Other scenarios that may promote hemodynamic lability such as pregnancy should be considered when determining need for aortic replacement. Pregnant women with aortic aneurysms should be delivered where cardiothoracic surgery is available (Class I, LOE C). Fetal delivery via cesarean section is reasonable for patients with significant aortic enlargement, dissection, or severe aortic valve regurgitation (Class IIa, LOE C). If progressive aortic dilatation and/or advancing aortic valve regurgitation are documented, prophylactic surgery may be considered (Class IIb, LOE C).
Finally, there has been growing interest in the indexing of aortic size to body surface area (BSA). In patients with short stature an aortic diameter/BSA >2.75 cm/m2 may be an indication for repair.
Surgical technique
Surgical repair involves replacement of the aneurysmal portion of the aorta with artificial graft and can be performed using standard CPB if the distal extent of the ascending aortic aneurysm allows sufficient room for placement of an aortic cross-clamp. However, if the distal extent of the ascending aortic aneurysm does not allow an aortic cross-clamp, hypothermic circulatory arrest is necessary to allow adequate resection. If the aortic root is aneurysmal, then aortic root can be replaced concomitantly, either with or without aortic valve replacement. If the aortic valve is diseased, but aortic root is not aneurysmal, aortic valve replacement can be performed while leaving the root alone.
Surveillance
Patients with ascending aortic aneurysms should be followed closely by a multidisciplinary team. In general, patients with aneurysmal disease should undergo a short interval follow-up echo or CT scan within 6 months of initial diagnosis. Depending on the rate of growth the next imaging interval can be extended to yearly. Aortic imaging is recommended for first-degree relatives of patients with thoracic aortic aneurysm and/or dissection to identify those with asymptomatic disease.
Suggested Readings
- Hiratzka LF, Bakris GL, Beckman JA, et al. 2010 ACCF/AHA/AATS/ACR/ASA/SCA/SCAI/SIR/STS/SVM guidelines for the diagnosis and management of patients with Thoracic Aortic Disease: a report of the American College of Cardiology Foundation/American Heart Association Task Force on Practice Guidelines, American Association for Thoracic Surgery, American College of Radiology, American Stroke Association, Society of Cardiovascular Anesthesiologists, Society for Cardiovascular Angiography and Interventions, Society of Interventional Radiology, Society of Thoracic Surgeons, and Society for Vascular Medicine. Circulation. 2010;121(13):e266-369.

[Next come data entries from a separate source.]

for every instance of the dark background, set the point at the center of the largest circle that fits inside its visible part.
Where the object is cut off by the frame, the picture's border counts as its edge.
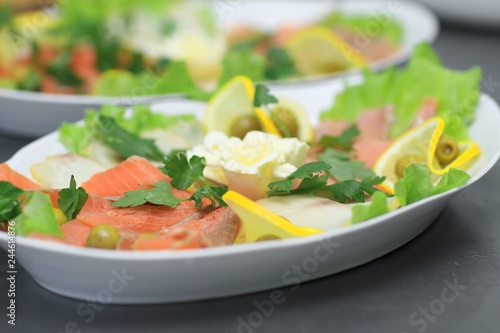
(462, 246)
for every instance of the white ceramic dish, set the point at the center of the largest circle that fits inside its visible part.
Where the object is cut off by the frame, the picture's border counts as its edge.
(34, 114)
(483, 13)
(166, 276)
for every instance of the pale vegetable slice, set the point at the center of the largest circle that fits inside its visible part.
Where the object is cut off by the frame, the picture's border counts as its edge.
(310, 211)
(56, 171)
(258, 223)
(318, 50)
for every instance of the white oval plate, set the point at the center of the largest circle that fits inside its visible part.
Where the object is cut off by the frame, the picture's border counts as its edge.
(482, 13)
(167, 276)
(32, 114)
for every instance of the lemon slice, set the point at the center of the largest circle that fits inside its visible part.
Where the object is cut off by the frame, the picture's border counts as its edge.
(318, 50)
(258, 223)
(232, 101)
(235, 100)
(422, 141)
(467, 150)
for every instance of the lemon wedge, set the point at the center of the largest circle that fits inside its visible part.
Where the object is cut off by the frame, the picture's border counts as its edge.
(258, 223)
(233, 100)
(467, 150)
(318, 50)
(420, 144)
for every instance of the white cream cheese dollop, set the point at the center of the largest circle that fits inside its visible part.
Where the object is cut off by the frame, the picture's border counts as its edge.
(247, 166)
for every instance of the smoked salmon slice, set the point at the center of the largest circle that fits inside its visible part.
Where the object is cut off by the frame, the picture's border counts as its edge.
(178, 239)
(75, 232)
(143, 219)
(217, 227)
(135, 173)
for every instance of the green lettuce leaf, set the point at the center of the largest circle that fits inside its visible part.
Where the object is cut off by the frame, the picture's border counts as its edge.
(457, 94)
(417, 183)
(77, 138)
(38, 216)
(376, 207)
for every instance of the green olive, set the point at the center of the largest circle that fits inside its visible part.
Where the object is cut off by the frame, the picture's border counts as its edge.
(103, 236)
(285, 121)
(405, 161)
(447, 150)
(245, 124)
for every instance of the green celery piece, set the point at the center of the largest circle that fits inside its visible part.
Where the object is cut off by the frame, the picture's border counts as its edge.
(10, 207)
(75, 138)
(376, 207)
(72, 199)
(243, 62)
(38, 216)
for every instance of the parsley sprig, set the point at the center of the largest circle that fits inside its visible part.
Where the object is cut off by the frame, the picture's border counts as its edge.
(312, 178)
(72, 199)
(126, 143)
(184, 173)
(342, 142)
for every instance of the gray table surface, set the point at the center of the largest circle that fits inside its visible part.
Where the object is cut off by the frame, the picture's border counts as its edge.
(445, 280)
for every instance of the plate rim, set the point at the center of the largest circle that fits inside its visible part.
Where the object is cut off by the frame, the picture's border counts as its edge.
(240, 248)
(401, 56)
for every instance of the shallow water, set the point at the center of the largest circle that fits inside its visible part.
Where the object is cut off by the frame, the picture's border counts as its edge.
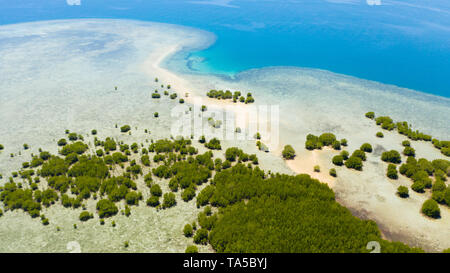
(406, 43)
(61, 75)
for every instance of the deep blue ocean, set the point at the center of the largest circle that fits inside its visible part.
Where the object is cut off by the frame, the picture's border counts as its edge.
(405, 43)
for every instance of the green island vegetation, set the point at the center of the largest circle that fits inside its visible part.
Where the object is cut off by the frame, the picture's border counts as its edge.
(326, 139)
(245, 208)
(228, 95)
(191, 249)
(403, 191)
(404, 128)
(251, 201)
(431, 209)
(288, 152)
(214, 123)
(391, 156)
(213, 144)
(428, 175)
(353, 161)
(125, 128)
(333, 172)
(392, 171)
(156, 95)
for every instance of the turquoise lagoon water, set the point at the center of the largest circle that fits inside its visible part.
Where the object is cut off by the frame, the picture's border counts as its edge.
(405, 43)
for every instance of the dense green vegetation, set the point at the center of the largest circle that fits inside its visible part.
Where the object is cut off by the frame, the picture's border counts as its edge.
(228, 95)
(259, 211)
(280, 213)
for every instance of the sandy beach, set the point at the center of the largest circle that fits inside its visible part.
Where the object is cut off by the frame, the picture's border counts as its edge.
(68, 94)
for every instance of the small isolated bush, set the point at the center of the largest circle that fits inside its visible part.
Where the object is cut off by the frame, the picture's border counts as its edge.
(72, 136)
(288, 152)
(391, 156)
(169, 200)
(360, 154)
(392, 171)
(153, 201)
(370, 115)
(125, 128)
(431, 209)
(354, 162)
(62, 142)
(366, 147)
(191, 249)
(188, 230)
(155, 190)
(403, 192)
(84, 216)
(201, 236)
(409, 151)
(336, 145)
(344, 154)
(106, 208)
(333, 172)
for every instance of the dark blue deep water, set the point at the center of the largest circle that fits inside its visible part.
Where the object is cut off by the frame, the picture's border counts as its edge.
(405, 43)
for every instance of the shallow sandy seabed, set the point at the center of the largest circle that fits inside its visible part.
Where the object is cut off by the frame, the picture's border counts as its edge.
(61, 75)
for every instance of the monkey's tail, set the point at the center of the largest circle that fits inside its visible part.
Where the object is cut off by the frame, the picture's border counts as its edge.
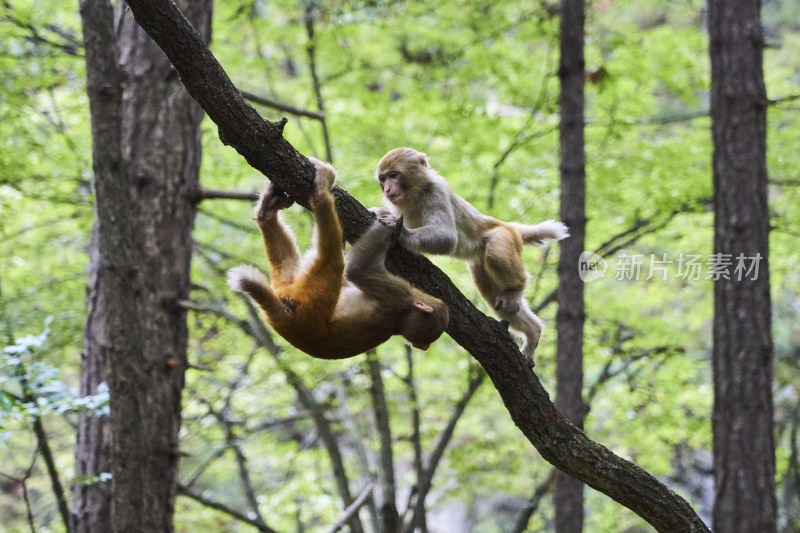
(549, 230)
(249, 280)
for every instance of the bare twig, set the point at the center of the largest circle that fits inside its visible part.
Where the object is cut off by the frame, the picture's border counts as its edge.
(312, 61)
(269, 102)
(185, 491)
(352, 508)
(23, 482)
(521, 524)
(389, 507)
(444, 439)
(44, 448)
(217, 194)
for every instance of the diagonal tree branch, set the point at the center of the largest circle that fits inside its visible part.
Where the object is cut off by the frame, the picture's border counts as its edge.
(261, 143)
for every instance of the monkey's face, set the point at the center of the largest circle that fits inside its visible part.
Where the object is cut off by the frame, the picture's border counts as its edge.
(399, 171)
(393, 185)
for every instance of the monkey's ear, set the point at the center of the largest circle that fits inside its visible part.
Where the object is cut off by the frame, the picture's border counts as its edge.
(422, 306)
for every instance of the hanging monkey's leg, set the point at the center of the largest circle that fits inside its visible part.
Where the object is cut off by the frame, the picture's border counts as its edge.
(278, 240)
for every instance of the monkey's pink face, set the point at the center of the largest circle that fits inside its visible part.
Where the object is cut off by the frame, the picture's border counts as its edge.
(392, 186)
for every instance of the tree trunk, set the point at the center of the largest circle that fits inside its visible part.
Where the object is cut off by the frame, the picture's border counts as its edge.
(262, 144)
(161, 146)
(571, 314)
(744, 451)
(112, 338)
(146, 160)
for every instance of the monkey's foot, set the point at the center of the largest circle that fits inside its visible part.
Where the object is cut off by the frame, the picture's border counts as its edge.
(508, 303)
(324, 179)
(272, 199)
(528, 349)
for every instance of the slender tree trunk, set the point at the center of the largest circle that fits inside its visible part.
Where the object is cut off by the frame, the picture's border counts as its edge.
(146, 161)
(571, 314)
(744, 451)
(389, 517)
(161, 146)
(112, 336)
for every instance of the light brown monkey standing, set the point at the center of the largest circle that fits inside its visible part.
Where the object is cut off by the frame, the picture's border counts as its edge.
(332, 308)
(438, 221)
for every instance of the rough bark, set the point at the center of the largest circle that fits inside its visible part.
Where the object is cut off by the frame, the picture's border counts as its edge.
(744, 460)
(568, 497)
(161, 147)
(112, 338)
(263, 146)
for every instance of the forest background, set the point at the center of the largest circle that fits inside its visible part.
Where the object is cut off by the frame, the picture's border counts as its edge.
(475, 87)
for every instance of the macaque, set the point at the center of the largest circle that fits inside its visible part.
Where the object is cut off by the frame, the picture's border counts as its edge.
(323, 305)
(438, 221)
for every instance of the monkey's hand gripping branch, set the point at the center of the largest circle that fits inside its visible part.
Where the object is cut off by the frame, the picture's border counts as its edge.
(262, 144)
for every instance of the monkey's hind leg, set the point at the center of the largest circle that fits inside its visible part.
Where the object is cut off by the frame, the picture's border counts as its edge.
(504, 266)
(530, 326)
(322, 282)
(278, 240)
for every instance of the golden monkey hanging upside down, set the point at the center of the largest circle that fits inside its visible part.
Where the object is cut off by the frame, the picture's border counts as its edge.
(332, 308)
(438, 221)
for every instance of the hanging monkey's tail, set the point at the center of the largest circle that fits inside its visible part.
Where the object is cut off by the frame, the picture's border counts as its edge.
(549, 230)
(251, 281)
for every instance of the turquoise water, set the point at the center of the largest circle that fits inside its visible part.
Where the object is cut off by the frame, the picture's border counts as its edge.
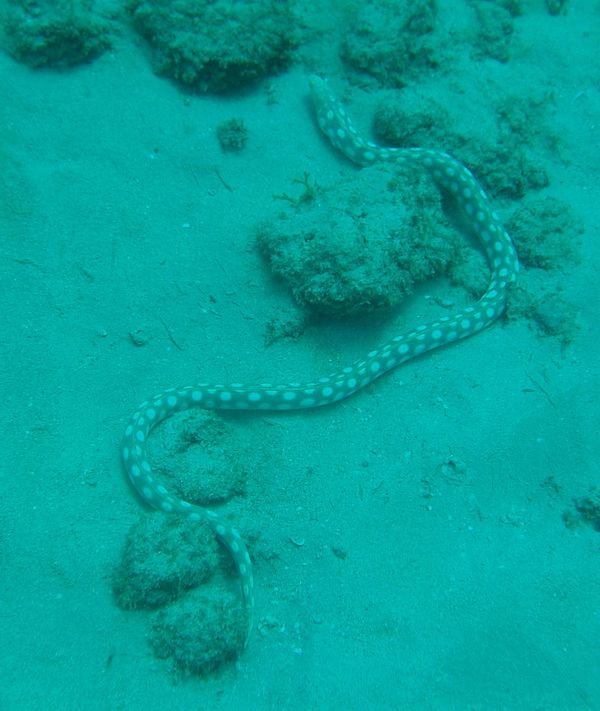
(414, 546)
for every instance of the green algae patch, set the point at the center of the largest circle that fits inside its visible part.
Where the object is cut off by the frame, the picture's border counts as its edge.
(546, 233)
(200, 632)
(57, 34)
(392, 41)
(163, 557)
(198, 457)
(362, 244)
(217, 46)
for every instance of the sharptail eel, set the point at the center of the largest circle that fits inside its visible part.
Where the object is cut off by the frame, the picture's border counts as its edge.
(452, 177)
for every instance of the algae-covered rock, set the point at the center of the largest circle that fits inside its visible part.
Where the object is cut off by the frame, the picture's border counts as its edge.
(391, 40)
(163, 557)
(55, 33)
(362, 244)
(199, 458)
(200, 632)
(547, 233)
(216, 45)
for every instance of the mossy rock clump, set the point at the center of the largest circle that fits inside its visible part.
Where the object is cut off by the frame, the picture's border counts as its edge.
(363, 244)
(547, 233)
(392, 41)
(57, 34)
(199, 459)
(216, 45)
(163, 557)
(200, 632)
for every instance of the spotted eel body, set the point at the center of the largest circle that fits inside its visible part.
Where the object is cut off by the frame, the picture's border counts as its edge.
(451, 177)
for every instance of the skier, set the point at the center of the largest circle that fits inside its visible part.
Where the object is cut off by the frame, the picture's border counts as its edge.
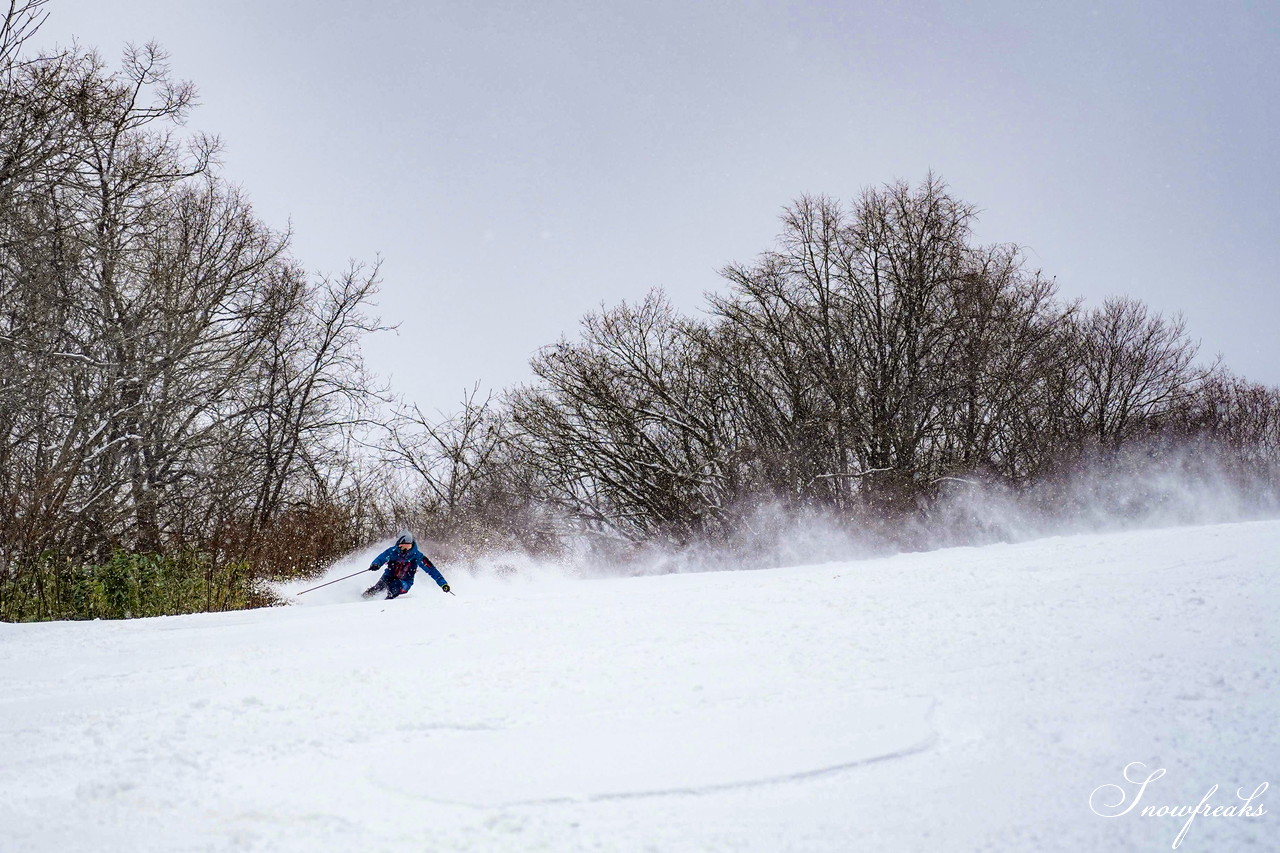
(402, 562)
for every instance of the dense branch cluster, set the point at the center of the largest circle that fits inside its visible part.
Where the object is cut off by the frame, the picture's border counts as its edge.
(184, 410)
(169, 377)
(873, 360)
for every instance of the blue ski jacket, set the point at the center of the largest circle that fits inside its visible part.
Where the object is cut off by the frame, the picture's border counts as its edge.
(403, 564)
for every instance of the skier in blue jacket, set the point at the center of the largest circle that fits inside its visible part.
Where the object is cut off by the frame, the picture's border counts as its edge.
(402, 561)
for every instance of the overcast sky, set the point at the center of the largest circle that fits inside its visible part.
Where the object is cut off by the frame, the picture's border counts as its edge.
(516, 164)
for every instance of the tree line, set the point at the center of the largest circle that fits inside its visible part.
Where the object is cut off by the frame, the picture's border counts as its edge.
(186, 411)
(172, 381)
(871, 364)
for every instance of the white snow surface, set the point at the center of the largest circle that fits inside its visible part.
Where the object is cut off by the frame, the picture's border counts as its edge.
(959, 699)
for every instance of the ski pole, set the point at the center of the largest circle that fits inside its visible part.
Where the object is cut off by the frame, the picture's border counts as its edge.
(333, 582)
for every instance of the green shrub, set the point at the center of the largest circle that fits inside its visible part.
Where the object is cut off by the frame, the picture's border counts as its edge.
(127, 585)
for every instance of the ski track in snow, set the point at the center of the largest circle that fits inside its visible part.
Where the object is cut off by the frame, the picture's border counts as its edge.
(965, 699)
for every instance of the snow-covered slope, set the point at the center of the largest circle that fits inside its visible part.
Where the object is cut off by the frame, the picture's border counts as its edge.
(961, 699)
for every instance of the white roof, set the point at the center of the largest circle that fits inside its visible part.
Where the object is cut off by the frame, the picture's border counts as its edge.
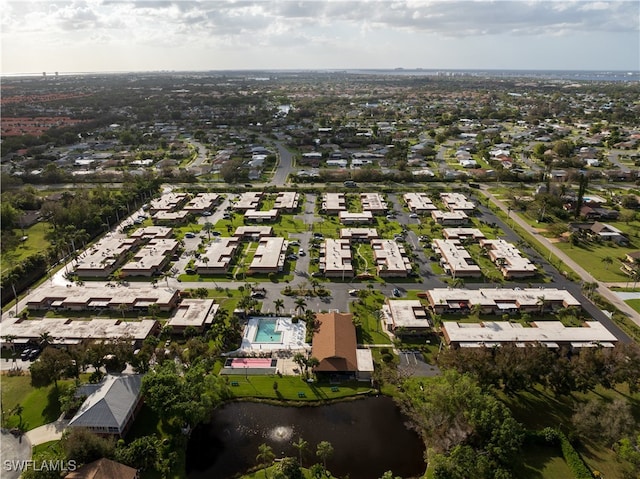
(110, 404)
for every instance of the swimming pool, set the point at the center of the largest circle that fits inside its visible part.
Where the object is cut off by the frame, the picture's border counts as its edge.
(266, 331)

- Erbel R, Aboyans V, Boileau C, et al. 2014 ESC Guidelines on the diagnosis and treatment of aortic diseases: Document covering acute and chronic aortic diseases of the thoracic and abdominal aorta of the adult. The Task Force for the Diagnosis and Treatment of Aortic Diseases of the European Society of Cardiology (ESC). Eur Heart J. 2014;35(41):2873-926.
- Saliba E and Sia Y. The ascending aortic aneurysm: When to intervene? IJC Heart & Vasculature. 2015;6:91-100.